Canadian Wildlife Federation

November 30, 2015 19:11 ET

CWF Supports the COSEWIC Assessments

And Urges the Federal Government to Take Action

OTTAWA, ON--(Marketwired - November 30, 2015) - The Canadian Wildlife Federation supports the Committee on the Status of Endangered Wildlife in Canada's (COSEWIC) recent assessment of 19 wildlife species and urges provincial and federal governments to immediately continue their work to prevent the loss of native species in Canada.

Of the 19 assessments, 15 were already legally at risk, while four new species were assessed by the committee. These 19 wildlife species were placed in various COSEWIC risk categories, including four Endangered, nine Threatened, and five Special Concern. In five cases, for example the Spotted Gar, the species' condition has worsened, and as such, COSEWIC has assessed them as having a higher risk category. But two species have retained their initial assessment, and seven, like the Flooded Jellyskin Lichen, are doing better or have new populations that have been discovered, enabling COSEWIC to decrease the level of risk category. Of the four newly assessed species, three have been given the Threatened risk category, and one, Endangered.

The threats to the majority of species assessed are unfortunately the result of human actions. Climate change is one of these main threats. Not only is it having an effect on the species and habitats themselves, it's also exacerbating other pre-existing threats like habitat loss and invasive alien species.
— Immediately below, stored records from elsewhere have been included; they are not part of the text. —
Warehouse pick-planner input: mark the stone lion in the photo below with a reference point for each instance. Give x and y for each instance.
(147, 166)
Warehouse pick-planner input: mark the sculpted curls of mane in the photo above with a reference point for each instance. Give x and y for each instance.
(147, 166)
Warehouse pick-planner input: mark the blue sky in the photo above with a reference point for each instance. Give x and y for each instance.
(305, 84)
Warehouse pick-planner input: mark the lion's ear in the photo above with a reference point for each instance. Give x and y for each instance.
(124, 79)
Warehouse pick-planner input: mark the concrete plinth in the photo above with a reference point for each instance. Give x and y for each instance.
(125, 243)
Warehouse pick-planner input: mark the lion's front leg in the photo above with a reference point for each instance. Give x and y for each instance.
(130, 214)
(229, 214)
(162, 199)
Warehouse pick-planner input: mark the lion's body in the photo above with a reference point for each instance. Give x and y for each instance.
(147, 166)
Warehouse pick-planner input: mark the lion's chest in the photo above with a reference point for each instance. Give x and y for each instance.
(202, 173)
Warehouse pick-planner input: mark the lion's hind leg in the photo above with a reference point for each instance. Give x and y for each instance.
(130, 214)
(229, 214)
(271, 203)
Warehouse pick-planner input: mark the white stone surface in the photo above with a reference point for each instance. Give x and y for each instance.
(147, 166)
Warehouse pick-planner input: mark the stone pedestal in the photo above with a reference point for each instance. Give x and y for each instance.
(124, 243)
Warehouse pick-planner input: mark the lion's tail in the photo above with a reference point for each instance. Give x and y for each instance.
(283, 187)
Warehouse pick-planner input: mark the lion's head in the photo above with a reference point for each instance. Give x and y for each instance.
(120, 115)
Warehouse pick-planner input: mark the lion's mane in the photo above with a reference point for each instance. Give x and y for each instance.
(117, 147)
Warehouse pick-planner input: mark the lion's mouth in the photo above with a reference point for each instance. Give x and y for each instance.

The decision now lies with the federal government as to whether these species will be added to the federal at-risk list and receive the protection offered under the Species at Risk Act. The last species listed in the Act as per recommendations by COSEWIC were added in June 2012. Three bat species affected by White-nose Syndrome received an emergency listing in November 2014. CWF urges the federal government to take rapid action in order to ensure that these species may receive the protection and research efforts needed for their recovery.

As one of the original members involved in forming COSEWIC in 1977, CWF remains committed to assisting in the research and conservation of Canadian wildlife and to increasing the awareness and education of Canadians about the value of these species. Through our Endangered Species Fund, we have been contributing to research and education on at-risk species like freshwater turtles and the American Eel. CWF also helped fill a knowledge gap for one of the assessed species, the Flooded Jellyskin Lichen, through our Cryptic Species Program. Since it was found in previously unsearched areas during surveys led by CWF, COSEWIC has downgraded its status from Threatened to Special Concern.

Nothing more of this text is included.